Aún quedaban muchas horas para encontrarnos y era necesario buscar una forma de entretener la mente de manera contundente porque la ansiedad es pésima consejera. Afortunadamente, a unos cuantos pasos del café me encontré con la meca de todos mis placeres: la papelería más grande de la ciudad con todos los libros, marcadores y chucherías que me hacen sentir como niña en dulcería. ¿Dónde puede un escritor amateur como yo ser más feliz que en una librería? Empecé buscando los títulos reconocidos que me habían recomendado recientemente; luego pregunté por novelas e historias de amor como para seguir empalagándome y regodeándome en mi propia y fugaz dicha, hasta que por cosas del destino acabé en la sección de niños y como nada es casualidad en la vida, mi mente se despejó por un instante y recordé algo que había querido hacer desde hace tiempo. Mi pasión por las letras tenía una razón genética que me confesaron cuando ya era una adulta y hasta ahora hacía conciencia de lo cerca que estaba. Me animé a preguntar por él… por mi tío el escritor.

Hace veintiocho años mi mamá no solo era joven, romántica y llena de sueños, sino que tenía la contagiosa costumbre de enamorarse de los inadecuados. Y mi padre por supuesto, era un completo desastre. No crecí con su presencia física, pero sí con sus memorias, porque nunca me ocultaron cómo ocurrieron las cosas, y no porque mi madre armara una versión propia para convertirlo en su victimario, es que no valía la pena guardar rencores ni cargarse de mala vibra y mucho menos cuando las narraciones de familiares y allegados eran tan consecuentes con la historia que supe desde el principio lo innegable: la inestabilidad emocional la heredé de él. Lo único triste del cuento era saber que no solo me había dejado sin esas cosas agradables que los padres suelen dar a sus hijos, también me había arrebatado la posibilidad de conocer a la gente de su entorno. Entre ellos mi tío, el escritor.

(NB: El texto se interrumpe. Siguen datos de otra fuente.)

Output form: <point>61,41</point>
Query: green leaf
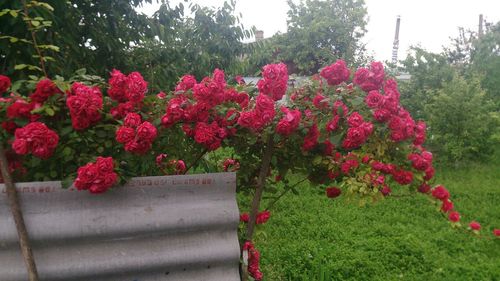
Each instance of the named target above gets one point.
<point>4,11</point>
<point>49,47</point>
<point>46,6</point>
<point>20,66</point>
<point>13,13</point>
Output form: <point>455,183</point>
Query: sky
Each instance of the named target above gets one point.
<point>427,23</point>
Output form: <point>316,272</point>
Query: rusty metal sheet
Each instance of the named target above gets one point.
<point>153,228</point>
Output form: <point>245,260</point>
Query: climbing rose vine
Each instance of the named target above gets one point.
<point>343,130</point>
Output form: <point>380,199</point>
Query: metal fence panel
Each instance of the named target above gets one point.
<point>153,228</point>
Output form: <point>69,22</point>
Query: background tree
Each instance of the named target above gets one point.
<point>111,34</point>
<point>319,32</point>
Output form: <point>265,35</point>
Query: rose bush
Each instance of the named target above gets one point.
<point>348,135</point>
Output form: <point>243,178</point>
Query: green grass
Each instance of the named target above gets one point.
<point>311,237</point>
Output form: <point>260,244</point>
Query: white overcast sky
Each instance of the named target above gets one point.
<point>429,23</point>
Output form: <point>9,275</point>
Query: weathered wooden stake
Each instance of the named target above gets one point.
<point>15,208</point>
<point>261,182</point>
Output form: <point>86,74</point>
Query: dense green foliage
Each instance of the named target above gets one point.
<point>461,119</point>
<point>457,93</point>
<point>311,237</point>
<point>104,35</point>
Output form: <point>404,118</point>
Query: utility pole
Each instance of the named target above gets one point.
<point>395,45</point>
<point>480,33</point>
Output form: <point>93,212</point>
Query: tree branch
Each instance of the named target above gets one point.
<point>15,208</point>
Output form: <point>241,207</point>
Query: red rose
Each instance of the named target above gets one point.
<point>274,82</point>
<point>132,120</point>
<point>311,139</point>
<point>9,126</point>
<point>96,177</point>
<point>136,87</point>
<point>180,166</point>
<point>290,121</point>
<point>336,73</point>
<point>105,164</point>
<point>231,165</point>
<point>424,188</point>
<point>146,131</point>
<point>35,138</point>
<point>187,82</point>
<point>333,124</point>
<point>355,137</point>
<point>402,177</point>
<point>355,120</point>
<point>161,95</point>
<point>4,83</point>
<point>125,134</point>
<point>349,165</point>
<point>386,190</point>
<point>21,109</point>
<point>374,99</point>
<point>440,192</point>
<point>86,176</point>
<point>333,192</point>
<point>382,115</point>
<point>122,109</point>
<point>339,108</point>
<point>244,217</point>
<point>85,104</point>
<point>454,216</point>
<point>474,225</point>
<point>320,101</point>
<point>429,173</point>
<point>159,158</point>
<point>118,86</point>
<point>21,146</point>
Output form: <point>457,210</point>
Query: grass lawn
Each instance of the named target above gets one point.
<point>312,237</point>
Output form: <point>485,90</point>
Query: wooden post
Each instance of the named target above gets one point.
<point>15,208</point>
<point>261,181</point>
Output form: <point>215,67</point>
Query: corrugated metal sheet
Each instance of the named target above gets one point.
<point>154,228</point>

No pude contenerme aquel día y pregunté por él a todos los asesores que me encontraba en los pasillos, uno tras otro como si fuera la primera consulta. Me alegró darme cuenta que no solo era muy reconocido entre ellos, sino que hablaban bastante bien de sus obras. Entre cuentos para niños, cartillas de dibujo y libros sobre mitos antiquísimos y tradiciones culturales colombianas, me encontré por primera vez con mi tío, el escritor. Nunca había tenido un libro suyo en mis manos, tal vez por descuido, por distracción, o simplemente porque ese capítulo de mi vida siempre ha sido una especie de tabú, pero ahora se me arrugaba el corazón pasando las hojas y leyendo los resúmenes. Supongo que es a lo que llaman clamor de la sangre, no lo sé, solo sé que me moría por contar a los asesores que era mi tío y que yo también escribía, trastabillando pero escribía. Sin embargo, no quería que me tildaran de loca. Con mi cara de embeleso viendo los libros era suficiente.

Entre letras y párrafos conocí a mi tío, el escritor. Le di la bienvenida a mi vida de metáforas y desvaríos, así como entre letras, párrafos y desvaríos le decía adiós al quincuagésimo primer amor de mi vida, porque no es el primero y seguramente no será el último, pero al menos aprendí lo cíclica que es la vida y lo dinámicas que pueden llegar a ser las relaciones humanas, con sus llegadas y sus partidas. Voy a empezar a leer las letras de mi tío ya que el quincuagésimo primer amor de mi vida se llevó las mías en la maleta. Yo tenía razón: esa era mi mejor manera de irme con él, prendida a su alma para siempre.